Dead Don’t Die and America Burning are the kinds of songs SHINEDOWN write in their sleep. Huge, lush arena-ready rock songs designed to ignite voices and fists. It doesn’t make them less impressive or potent. America Burning particularly features a digitised looping banjo giving a unique edge to it, even if lyrically it does play out like a Facebook post from your aunt who gets all her political information from Tik Tok. It does have a satirical feel to it, so perhaps that was the intention.
A Symptom Of Being Human, Hope, and Daylight lean more into the saccharine, cinematic balladeering the band have relied on from time to time. These are the moments that pull us out of the concept driven aspect of the record and feels like them resting on their laurels. Hope feels like a band on autopilot playing mad libs with their own hits from days past. Daylight however brings in a choir element towards the end, giving it a nice gospel uplift.
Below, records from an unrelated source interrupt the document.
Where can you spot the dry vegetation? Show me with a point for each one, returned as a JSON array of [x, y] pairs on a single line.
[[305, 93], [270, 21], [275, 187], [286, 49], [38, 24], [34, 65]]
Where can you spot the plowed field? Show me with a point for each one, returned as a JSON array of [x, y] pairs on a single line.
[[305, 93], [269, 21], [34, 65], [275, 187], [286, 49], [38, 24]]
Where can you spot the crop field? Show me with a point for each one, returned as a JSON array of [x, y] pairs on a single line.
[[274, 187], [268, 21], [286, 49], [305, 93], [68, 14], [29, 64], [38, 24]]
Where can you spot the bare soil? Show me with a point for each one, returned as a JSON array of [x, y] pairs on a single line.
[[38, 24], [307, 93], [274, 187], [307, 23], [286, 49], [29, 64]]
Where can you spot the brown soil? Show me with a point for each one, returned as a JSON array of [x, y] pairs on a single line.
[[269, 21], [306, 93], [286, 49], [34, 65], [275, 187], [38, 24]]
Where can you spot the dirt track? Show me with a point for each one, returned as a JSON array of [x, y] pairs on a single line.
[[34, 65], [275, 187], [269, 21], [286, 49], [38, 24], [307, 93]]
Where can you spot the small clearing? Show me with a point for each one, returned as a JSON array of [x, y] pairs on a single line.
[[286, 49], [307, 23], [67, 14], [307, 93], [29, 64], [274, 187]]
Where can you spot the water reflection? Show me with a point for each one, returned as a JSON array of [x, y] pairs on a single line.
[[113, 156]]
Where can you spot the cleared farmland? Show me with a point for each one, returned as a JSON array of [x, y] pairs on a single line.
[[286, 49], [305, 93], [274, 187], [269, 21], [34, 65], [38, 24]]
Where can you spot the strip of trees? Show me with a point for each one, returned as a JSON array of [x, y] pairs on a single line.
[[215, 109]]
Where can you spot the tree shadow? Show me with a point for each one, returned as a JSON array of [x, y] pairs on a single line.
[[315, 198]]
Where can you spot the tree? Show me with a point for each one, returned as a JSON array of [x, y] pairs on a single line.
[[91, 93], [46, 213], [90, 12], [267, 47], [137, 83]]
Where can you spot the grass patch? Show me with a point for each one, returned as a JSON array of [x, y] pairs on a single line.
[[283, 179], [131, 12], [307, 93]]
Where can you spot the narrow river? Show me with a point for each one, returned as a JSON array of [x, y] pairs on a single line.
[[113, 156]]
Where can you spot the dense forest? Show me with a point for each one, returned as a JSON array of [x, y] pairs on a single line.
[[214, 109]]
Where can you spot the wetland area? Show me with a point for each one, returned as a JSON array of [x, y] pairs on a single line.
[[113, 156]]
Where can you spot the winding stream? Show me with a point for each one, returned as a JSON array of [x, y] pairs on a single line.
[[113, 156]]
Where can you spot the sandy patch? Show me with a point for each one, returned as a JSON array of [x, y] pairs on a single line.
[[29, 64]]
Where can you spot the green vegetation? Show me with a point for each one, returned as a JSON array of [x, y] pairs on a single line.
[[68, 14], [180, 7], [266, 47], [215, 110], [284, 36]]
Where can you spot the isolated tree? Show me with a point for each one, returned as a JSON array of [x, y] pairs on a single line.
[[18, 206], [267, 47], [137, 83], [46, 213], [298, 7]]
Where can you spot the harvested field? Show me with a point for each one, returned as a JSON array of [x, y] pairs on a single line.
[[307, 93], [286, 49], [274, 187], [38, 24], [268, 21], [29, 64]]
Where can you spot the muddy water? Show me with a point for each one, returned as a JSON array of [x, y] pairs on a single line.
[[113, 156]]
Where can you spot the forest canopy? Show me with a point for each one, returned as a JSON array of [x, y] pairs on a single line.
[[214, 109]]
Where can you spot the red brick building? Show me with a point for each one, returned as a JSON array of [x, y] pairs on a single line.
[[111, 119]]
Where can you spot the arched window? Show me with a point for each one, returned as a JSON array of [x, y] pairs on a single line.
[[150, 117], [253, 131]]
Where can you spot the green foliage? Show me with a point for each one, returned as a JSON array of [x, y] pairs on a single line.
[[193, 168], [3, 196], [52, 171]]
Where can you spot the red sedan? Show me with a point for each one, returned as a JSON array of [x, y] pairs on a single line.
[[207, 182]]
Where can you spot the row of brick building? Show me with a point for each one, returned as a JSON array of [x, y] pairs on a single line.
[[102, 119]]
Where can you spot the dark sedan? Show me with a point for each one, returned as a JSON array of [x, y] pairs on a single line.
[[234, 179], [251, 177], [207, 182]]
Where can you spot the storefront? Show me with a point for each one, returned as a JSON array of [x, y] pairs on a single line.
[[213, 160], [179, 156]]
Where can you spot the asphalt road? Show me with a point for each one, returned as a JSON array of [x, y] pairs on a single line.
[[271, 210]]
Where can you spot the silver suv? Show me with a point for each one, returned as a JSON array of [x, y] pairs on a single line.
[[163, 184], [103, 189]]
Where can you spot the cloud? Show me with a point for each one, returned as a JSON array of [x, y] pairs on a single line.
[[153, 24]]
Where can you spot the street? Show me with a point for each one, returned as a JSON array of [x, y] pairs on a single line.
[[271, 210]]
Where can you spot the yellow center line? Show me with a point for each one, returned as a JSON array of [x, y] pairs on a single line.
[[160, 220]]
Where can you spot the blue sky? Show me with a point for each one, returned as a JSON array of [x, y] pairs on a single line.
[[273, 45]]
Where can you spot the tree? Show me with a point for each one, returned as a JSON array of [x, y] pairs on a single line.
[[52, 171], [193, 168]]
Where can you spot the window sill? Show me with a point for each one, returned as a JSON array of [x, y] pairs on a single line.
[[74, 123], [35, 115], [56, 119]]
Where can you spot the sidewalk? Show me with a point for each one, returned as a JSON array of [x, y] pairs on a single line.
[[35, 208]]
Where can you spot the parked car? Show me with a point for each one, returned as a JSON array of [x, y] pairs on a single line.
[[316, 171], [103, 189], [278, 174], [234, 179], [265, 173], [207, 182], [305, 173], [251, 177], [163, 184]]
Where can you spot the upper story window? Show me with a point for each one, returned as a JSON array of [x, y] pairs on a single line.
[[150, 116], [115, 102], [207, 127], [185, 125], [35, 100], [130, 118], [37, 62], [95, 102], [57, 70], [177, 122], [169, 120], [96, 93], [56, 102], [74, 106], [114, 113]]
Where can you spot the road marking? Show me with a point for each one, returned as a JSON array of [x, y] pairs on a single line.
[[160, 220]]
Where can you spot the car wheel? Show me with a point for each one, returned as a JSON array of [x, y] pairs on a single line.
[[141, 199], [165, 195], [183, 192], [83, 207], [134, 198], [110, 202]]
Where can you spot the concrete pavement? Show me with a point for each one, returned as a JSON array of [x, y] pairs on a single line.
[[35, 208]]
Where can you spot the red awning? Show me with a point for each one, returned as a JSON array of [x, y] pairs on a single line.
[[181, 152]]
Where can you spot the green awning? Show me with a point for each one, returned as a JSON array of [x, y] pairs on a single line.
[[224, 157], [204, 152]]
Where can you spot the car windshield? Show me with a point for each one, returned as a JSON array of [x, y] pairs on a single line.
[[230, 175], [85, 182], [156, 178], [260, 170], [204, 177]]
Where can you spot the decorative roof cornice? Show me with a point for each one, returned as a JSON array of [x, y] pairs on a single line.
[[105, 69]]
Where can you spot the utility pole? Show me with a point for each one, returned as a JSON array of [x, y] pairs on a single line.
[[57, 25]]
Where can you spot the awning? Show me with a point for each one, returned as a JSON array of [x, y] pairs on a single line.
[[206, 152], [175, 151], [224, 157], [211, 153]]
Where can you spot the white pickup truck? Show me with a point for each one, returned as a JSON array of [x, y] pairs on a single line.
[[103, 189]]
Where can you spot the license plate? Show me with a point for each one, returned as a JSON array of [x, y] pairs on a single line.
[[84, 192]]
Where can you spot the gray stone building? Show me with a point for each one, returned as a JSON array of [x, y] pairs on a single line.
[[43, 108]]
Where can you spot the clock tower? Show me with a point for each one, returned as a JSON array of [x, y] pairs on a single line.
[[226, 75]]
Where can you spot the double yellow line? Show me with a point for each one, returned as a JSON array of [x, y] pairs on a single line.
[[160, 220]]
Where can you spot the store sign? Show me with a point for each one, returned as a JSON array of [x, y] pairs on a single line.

The Saints Of Violence And Innuendo is a complete 180. A late in the game pick-me-up that jolts the album back to life. Not since Pulp Fiction has a shot of adrenaline been more welcome. Army Of The Underappreciated picks up the baton, continuing the defiant, rebellious energy. It’s a fast, middle finger waving rager that distills the overall feeling of the album into three minutes and change.
Planet Zero has 20 tracks and is just under an hour in length. Admittedly half a dozen or so of those are interludes & PSAs from Cyren the album’s Hal 9000 style antagonist. With that in mind, they could have lost some of those and tightened up the flow. While not a concept album, SHINEDOWN do a good job of getting the themes and messaging of the album across while keeping the material relatable enough as to not alienate their core fanbase.
This is the heaviest and most experimental album that SHINEDOWN have released. Planet Zero has them employing more electronic elements into their core sound. This is also the second album produced by bassist Eric Bass in his home studio, allowing the band to fully realise their vision while not compromising any of the sound.
Make no mistake about it though, this album still has more hooks than the Hellraiser franchise. The inclusion of four ballads does slow some of the momentum down but it never grinds things to a halt. There is more than enough upbeat material here to keep us interested throughout.
Planet Zero may be SHINEDOWN‘s best record to date. It’s certainly their heaviest and, dare we say it, most confrontational. This is a big, loud mainstream rock record that has a lot to say. Whether you take the album at face value or as part of the narrative, it’s impossible to escape the events that influenced it. With all of that taken into consideration, SHINEDOWN have crafted an album full of heart, passion and with just enough unique flourishes to give them a new lease of life at this stage of their career.